Why Organic Social Still Matters (WAY MORE THAN YOU THINK)

The way you talk to a friend, to a coworker, to a boss, and to a stranger are all different in person. So why would that be different for social media?

If we could give brands any piece of advice right now for social, it would be: Keep a balanced approach between BOTH paid and organic. This is key for a number of reasons, not least of which is that your organic audience has an entirely different expectation for how you’d talk to them than a paid audience does. And oddly, there needs to be some convincing in this arena:

- Only 5% of large businesses' marketing budgets are allocated to organic social - despite often having the biggest followings. And, more than half of the 166 million Americans who use Instagram are between 18-34, the demo that first and foremost expects brands to show up authentically. When you’re writing a paid ADVERTISEMENT, are you being your most authentic self, or are you mostly focused on selling?
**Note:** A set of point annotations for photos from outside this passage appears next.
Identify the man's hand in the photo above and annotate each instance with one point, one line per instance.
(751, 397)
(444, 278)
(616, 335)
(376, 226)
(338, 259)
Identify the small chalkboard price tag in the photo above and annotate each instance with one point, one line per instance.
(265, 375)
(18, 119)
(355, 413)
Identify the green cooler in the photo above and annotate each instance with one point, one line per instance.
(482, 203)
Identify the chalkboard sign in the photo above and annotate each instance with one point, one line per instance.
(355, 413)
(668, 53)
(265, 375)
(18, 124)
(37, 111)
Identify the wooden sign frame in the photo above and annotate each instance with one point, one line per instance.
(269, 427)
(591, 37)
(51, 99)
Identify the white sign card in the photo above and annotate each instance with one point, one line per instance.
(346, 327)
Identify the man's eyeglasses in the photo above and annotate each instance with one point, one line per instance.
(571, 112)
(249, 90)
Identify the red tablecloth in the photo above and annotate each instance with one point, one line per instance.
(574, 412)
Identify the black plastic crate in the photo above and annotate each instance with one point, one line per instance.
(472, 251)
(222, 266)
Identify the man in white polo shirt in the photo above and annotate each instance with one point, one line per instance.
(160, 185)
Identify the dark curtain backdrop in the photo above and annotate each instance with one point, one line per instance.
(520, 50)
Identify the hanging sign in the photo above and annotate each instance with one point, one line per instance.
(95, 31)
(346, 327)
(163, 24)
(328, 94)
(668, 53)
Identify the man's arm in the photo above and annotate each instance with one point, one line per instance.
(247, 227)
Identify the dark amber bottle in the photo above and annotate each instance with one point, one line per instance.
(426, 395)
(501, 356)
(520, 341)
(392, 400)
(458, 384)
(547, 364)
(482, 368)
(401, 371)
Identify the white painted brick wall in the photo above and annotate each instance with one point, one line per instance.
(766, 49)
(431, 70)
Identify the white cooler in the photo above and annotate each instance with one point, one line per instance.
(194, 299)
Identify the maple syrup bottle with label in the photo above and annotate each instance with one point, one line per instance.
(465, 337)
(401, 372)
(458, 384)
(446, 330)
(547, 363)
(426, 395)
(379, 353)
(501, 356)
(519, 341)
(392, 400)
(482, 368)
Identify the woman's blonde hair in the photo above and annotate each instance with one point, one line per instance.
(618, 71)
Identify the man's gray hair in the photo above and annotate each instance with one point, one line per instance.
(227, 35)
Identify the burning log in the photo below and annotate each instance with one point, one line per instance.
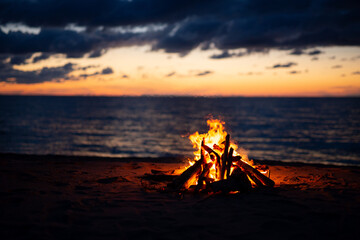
(256, 174)
(189, 176)
(224, 157)
(221, 169)
(203, 176)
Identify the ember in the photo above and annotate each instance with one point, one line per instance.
(218, 167)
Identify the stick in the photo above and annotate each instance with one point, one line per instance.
(203, 175)
(218, 160)
(189, 176)
(224, 156)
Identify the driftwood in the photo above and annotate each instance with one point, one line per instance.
(189, 176)
(256, 174)
(203, 176)
(229, 162)
(196, 178)
(224, 157)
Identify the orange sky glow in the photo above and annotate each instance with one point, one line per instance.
(140, 71)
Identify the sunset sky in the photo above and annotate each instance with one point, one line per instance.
(159, 47)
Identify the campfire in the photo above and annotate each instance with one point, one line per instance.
(219, 166)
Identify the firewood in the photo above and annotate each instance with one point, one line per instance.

Organic content gives large brands a natural space to: Develop continued familiarity with fans, reach without paying for every impression, and a space for social researchers to find the right information. Ignoring that is like owning a stage and refusing to step on it. So while brands are spending big to literally interrupt strangers, they're underinvesting in the content people actively seek out before deciding whether to buy.

Paid vs. Organic: Different Tools, Different Jobs

Paid social is like shouting across a busy street. You've got a second to get someone's attention. They didn't ask for your ad to show up - so make it quick, visual, and clickable. The success metrics? Clicks, conversions, impressions.

Organic is your living room. It's where your audience voluntarily stops by, pokes around, and decides whether they trust you. The best organic content feels like talking to a friend. It's casual, informative, and human. You're not selling, you're connecting.

And yet... brands so often write both the same. It’s a big mistake.

Tailoring the Message

Organic content needs copy that feels like a conversation.

Think warmth, clarity, tone.

You're not just informing - you're inviting. Paid, on the other hand, should be punchy, visual, and engineered to disrupt the scroll. If you're writing “Add to cart now!" in your feed posts and wondering why you're getting crickets, you’re using the wrong voice, wrong platform. Think of organic like how you’d talk to a friendly acquaintance who has opted in to hear from you.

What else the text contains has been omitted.